J: Alright, so Gwar has been a long time proponent of senseless murder.  But as of late violence in our society has become more meaningful, be it through ideology fueled terrorism or “liberations”.  How would you suggest we return to run of the mill, recreational brutality?

(Long silence.)

F: Is that a question?

B: You lost me after, “Gwar”.

F: I think he’s writing a thesis.  You know, Gwar is absolutely violent, in all social scenarios, absolutely, don’t you think, Balsac?

B: In all scenarios?

F: You think the bridge collapsing in Minneapolis was a coincidence?  Gwar just came through Minneapolis dude!  When our fucking thunderous death machine rolls across highways in America, bridges collapse like in Minneapolis.

J: Really?

F: Cattle raped, villages pillaged,

J: So what’s going to happen to San Jose tomorrow?
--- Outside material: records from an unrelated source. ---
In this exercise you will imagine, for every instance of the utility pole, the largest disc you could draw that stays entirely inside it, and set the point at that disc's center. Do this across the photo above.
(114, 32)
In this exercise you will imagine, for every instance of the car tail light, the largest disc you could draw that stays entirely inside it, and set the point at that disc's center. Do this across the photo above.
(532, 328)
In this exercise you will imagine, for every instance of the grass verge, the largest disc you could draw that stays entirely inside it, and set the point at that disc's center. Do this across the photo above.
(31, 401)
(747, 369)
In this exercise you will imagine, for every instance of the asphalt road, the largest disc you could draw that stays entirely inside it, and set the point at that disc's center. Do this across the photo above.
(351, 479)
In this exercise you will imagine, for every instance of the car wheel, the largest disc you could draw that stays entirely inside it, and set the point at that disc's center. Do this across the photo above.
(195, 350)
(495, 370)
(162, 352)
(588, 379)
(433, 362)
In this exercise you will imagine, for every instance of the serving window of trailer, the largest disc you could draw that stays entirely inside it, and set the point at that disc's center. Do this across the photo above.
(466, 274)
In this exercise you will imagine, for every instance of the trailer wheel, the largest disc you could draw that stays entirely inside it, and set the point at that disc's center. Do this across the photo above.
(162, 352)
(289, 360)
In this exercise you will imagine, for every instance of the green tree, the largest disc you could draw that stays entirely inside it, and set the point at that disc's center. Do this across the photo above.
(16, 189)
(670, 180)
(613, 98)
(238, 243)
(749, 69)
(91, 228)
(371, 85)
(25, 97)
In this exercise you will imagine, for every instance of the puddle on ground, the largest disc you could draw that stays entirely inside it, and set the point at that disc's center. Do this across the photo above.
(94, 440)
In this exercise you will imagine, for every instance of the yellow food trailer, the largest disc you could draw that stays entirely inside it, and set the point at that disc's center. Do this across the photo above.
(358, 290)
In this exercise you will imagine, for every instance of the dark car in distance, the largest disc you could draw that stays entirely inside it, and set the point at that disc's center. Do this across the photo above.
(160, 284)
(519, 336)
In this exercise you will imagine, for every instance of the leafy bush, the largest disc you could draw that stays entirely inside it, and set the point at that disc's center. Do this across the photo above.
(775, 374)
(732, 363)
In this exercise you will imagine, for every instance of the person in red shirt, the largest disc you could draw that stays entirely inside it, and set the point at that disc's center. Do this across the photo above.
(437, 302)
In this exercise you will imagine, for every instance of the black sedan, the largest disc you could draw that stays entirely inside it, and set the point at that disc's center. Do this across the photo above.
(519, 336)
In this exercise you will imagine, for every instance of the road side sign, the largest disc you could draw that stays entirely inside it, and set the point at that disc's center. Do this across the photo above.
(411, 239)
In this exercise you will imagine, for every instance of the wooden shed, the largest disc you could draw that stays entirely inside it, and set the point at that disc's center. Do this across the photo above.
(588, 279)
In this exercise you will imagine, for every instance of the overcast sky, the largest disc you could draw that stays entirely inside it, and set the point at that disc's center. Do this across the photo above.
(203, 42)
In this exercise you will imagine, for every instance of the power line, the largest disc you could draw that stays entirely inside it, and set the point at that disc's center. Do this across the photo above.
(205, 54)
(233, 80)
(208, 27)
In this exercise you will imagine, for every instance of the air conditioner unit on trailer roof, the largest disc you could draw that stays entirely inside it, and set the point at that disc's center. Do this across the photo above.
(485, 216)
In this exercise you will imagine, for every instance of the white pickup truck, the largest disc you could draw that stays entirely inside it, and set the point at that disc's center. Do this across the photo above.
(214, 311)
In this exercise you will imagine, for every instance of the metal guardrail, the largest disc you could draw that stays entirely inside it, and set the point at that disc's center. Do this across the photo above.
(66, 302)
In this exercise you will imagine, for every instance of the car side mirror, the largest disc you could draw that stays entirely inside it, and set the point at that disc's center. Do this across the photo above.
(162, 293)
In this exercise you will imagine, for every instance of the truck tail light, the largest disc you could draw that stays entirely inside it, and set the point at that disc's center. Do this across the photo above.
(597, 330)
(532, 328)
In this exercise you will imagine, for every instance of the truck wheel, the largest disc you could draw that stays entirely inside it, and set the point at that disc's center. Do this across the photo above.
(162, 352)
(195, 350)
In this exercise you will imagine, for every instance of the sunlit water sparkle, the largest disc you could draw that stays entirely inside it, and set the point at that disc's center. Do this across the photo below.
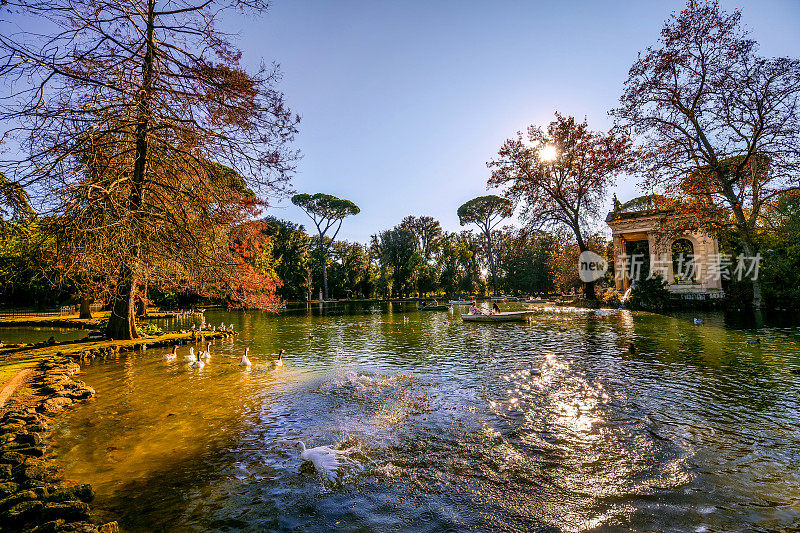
(551, 426)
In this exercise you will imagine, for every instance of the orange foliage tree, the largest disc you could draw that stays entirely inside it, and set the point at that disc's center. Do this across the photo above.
(718, 126)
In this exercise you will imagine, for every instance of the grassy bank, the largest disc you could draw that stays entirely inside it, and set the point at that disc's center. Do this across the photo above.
(11, 362)
(71, 321)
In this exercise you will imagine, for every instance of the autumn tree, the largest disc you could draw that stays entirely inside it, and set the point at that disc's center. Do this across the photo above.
(290, 249)
(120, 111)
(486, 212)
(718, 126)
(561, 175)
(326, 211)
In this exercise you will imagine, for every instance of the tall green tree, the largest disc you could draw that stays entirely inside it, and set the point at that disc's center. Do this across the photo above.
(486, 212)
(428, 232)
(397, 249)
(291, 247)
(326, 211)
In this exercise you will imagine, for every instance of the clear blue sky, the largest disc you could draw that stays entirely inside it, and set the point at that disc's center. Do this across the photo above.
(402, 103)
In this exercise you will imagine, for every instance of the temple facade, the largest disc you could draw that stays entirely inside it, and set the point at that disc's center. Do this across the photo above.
(689, 261)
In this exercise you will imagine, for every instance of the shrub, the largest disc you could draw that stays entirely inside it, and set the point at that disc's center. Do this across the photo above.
(650, 294)
(611, 297)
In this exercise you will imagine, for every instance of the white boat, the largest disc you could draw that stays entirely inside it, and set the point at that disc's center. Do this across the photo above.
(513, 316)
F: San Jose?  There is no San Jose.  It’s already been decimated tonight.  We’ll drop a bridge on it.

B: We have bridges stacked in the tour bus ready to be dropped. 

J: So how does one become a Gwar slave?  Because I was thinking of going to law school, but you know living a lifestyle of servitude for you guys would be more fulfilling. 

B: Uh, no it wouldn’t.  But law school sucks, too. 

F: Slaves of Gwar, they’re hard to come by.  Basically you get paid to eat fish, and we’re not talking about salmon or shrimp, it’s not a pretty thing.  And there’s Oderous, the cuttlefish (Oderus’ three foot cock), and you

B: It’s not good at all unless you like anal rape. 

J: Are you guys tired of Oderous yet?

F: Are we tired of Oderous?  Actually Oderous is just tired, he’s asleep right now.  He’s so old we just call him ‘Olderous’. 

J: In Beyond Hell you guys went to Hell, was that worse than Virginia?

B: I don’t know, it was just as human.

F: They have better hors d’œuvres, though.  But they do pork barbeque instead of beef barbeque.

J: Balsac, you contemplate suicide on dates.  How do you kill the pain of being alive?
(Balsac gulps a full cup of beer and throws it on the ground)

F: That’s a big bucket of boos that’s all I’m sayin’. 

B: What was the question?  No I mean it sucks being a depressed, suicidal individual, and also being a mortal at the same time.  There’s nothing I can do about it, I try and try.  Everyday I think of another way to kill myself. 
(Equipment van approaches)

B: Like right now I’m gonna throw myself in front of the van. 
(Balsac then lied down on the pavement in front of van.  Miraculously, he lived. )

F: That was more like a sit-in really. 

J: So what’s the future of Gwar, what’s after this?

B: Cleveland! Wait, no, we’ve already played Cleveland…

F: Our goal was world domination but I think we pretty much failed at that for the last 20 years, but I think our failure is our greatest success, so I think we’re gonna keep working on that one. 

J: Are you guys worried that humans will be killed off by terrorism or bird flu before you guys have a chance?

F: I don’t know, I think all those are really divine intervention from Gwar; you guys are just labeling it something else.  But really Gwar is the mastermind, actually I should say Oderus is really the mastermind behind all of that stuff.  He usually does that stuff in his dreams ‘cuz he’s tired right now, he’s Olderus.  He’s dreaming about your death right now, and when he’s done dreaming it actually happens to you.  That’s how it works.
(Just then Oderous stumbles out of the tour bus looking dazed.  He mumbles.)

F: Oh my god it’s Oderus coming to the interview!

Oderus: I saw you, with the fucking hair, in front of the barricades! 

J: Yeah, that was me. 

O: (Mumbles)

J: Well guys, thanks a lot for the interview, the show was awesome. 

B: Yeah, I liked Suicidal Tendencies too.